# Lecture 9 Supplementary Notebook

## DSC 40A, Summer 2024

The following cell sets up the necessary imports – don't worry too much about it.

In [None]:
import pandas as pd
import numpy as np
import matplotlib.pyplot as plt
import plotly.express as px
import plotly.graph_objects as go
import plotly.io as pio
import seaborn as sns

from matplotlib_inline.backend_inline import set_matplotlib_formats
set_matplotlib_formats("svg")

pd.options.plotting.backend = "plotly"

# DSC 80 preferred styles
pio.templates["dsc80"] = go.layout.Template(
    layout=dict(
        margin=dict(l=30, r=30, t=30, b=30),
        autosize=True,
        xaxis=dict(showgrid=True),
        yaxis=dict(showgrid=True),
        title=dict(x=0.5, xanchor="center"),
    )
)
pio.templates.default = "simple_white+dsc80"

from IPython.display import HTML

Let's load in the sales dataset as a `pandas` DataFrame.

In [None]:
data = pd.read_csv('data/sales.csv')
data.head()

## Multiple Linear Regression

Using our linear algebraic formulation, the optimal intercept and slope are given by the vector $\vec{w}^*$, where:

$$\vec{w}^* = ({X^TX})^{-1} X^T\vec{y}$$

Here:
- $X$ is a $n \times 2$ matrix, called the **design matrix**, defined as:

$${ X} = \begin{bmatrix} { 1} & { x_1} \\ { 1} & { x_2} \\ \vdots & \vdots \\ { 1} & { x_n} \end{bmatrix}$$

- $\vec{y}$ is a $n$-dimensional vector, called the **observation vector**, defined as:

$$\vec{y} = \begin{bmatrix} y_1 \\ y_2 \\ \vdots \\ y_n \end{bmatrix}$$

### Using just one feature

Before we perform multiple linear regression, let's first just perform simple linear regression. We'll try and use square footage to predict net sales; our hypothesis function will be:

$$
\text{predicted net sales} = w_0 + w_1 \cdot \text{square feet}
$$

In [None]:
# pio.renderers.default = 'plotly_mimetype+notebook' # If the plot doesn't load for you, run this first.

In [None]:
fig = px.scatter(data, x='sq_ft', y='net_sales')
fig.update_layout(xaxis_title='Square Feet', yaxis_title='Net Sales', title='Net Sales vs. Square Footage')

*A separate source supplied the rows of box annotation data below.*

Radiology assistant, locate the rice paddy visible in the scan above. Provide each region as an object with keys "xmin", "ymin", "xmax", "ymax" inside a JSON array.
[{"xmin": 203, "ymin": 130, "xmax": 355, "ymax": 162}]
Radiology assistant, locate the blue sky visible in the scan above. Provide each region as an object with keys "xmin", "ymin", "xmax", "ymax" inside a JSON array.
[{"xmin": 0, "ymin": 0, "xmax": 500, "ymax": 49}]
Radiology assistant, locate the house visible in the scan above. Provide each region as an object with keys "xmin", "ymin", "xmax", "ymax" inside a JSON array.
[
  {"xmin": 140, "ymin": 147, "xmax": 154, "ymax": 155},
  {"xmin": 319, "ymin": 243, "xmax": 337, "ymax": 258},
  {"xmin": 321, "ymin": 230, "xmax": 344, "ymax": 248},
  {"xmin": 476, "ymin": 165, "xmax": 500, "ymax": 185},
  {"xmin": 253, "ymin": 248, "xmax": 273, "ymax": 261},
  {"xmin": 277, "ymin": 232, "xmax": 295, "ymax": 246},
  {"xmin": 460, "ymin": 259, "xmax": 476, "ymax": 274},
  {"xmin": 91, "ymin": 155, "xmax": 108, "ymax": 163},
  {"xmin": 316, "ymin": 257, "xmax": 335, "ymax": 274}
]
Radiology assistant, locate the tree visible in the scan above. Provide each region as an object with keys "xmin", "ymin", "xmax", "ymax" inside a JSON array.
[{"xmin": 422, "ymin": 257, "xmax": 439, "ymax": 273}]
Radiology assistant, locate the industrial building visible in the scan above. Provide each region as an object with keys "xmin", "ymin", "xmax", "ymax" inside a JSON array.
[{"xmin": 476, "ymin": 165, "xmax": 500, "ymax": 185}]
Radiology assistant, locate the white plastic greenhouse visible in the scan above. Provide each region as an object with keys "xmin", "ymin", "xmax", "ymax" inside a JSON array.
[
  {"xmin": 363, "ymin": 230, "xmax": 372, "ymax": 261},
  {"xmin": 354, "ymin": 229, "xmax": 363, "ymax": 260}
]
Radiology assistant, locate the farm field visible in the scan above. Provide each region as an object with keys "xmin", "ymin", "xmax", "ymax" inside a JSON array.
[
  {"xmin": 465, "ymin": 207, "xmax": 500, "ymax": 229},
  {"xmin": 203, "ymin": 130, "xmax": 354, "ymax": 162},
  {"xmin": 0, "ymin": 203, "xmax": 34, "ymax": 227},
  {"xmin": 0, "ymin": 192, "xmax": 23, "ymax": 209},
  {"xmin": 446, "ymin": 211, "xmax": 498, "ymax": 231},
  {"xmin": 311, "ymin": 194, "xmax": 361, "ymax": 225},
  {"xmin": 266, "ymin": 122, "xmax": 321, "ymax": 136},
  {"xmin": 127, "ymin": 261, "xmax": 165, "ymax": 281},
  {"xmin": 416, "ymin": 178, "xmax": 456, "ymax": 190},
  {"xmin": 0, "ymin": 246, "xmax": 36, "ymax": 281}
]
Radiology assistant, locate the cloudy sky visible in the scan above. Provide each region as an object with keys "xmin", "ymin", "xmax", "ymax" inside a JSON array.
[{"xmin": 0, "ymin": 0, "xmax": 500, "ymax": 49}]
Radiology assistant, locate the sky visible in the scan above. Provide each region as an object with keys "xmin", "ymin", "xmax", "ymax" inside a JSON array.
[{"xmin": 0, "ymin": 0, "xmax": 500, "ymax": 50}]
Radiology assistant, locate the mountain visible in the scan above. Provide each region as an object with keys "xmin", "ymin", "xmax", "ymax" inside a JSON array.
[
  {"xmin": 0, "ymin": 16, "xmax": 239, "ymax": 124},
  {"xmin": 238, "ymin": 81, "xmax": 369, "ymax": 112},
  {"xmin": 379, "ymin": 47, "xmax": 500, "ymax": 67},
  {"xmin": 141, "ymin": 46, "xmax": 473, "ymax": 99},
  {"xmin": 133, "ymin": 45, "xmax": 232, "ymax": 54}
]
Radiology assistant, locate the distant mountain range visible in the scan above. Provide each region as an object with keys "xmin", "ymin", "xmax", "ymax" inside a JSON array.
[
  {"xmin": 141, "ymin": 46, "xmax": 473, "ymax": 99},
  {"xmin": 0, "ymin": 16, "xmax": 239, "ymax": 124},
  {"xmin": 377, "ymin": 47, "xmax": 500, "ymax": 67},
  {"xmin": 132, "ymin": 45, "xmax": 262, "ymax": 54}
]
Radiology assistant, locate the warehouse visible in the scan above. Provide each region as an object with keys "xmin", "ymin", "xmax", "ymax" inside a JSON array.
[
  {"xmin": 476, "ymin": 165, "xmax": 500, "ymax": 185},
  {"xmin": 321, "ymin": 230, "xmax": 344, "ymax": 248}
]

It seems like $w_1^*$, the optimal slope, should be positive. To find $w_0^*$ and $w_1^*$, we'll solve the normal equations.

In [None]:
def solve_normal_equations(X, y):
    '''Returns the optimal parameter vector, w*, given a design matrix X and observation vector y.'''
    return np.linalg.solve(X.T @ X, X.T @ y)

In [None]:
data['1'] = 1

X_one_feature_model = data[['1', 'sq_ft']]
X_one_feature_model.to_numpy()

In [None]:
y = data['net_sales']

In [None]:
w_one_feature_model = solve_normal_equations(X_one_feature_model, y)
w_one_feature_model

This is telling us that the best-fitting line to this dataset is

$$\text{predicted net sales} = 2.577 + 85.389 \cdot \text{square feet}$$

To get predictions for all observations in my dataset:

In [None]:
X_one_feature_model @ w_one_feature_model

Let's draw a plot of our hypothesis function.

In [None]:
px.scatter(data, x='sq_ft', y='net_sales', title='Net Sales vs. Square Feet')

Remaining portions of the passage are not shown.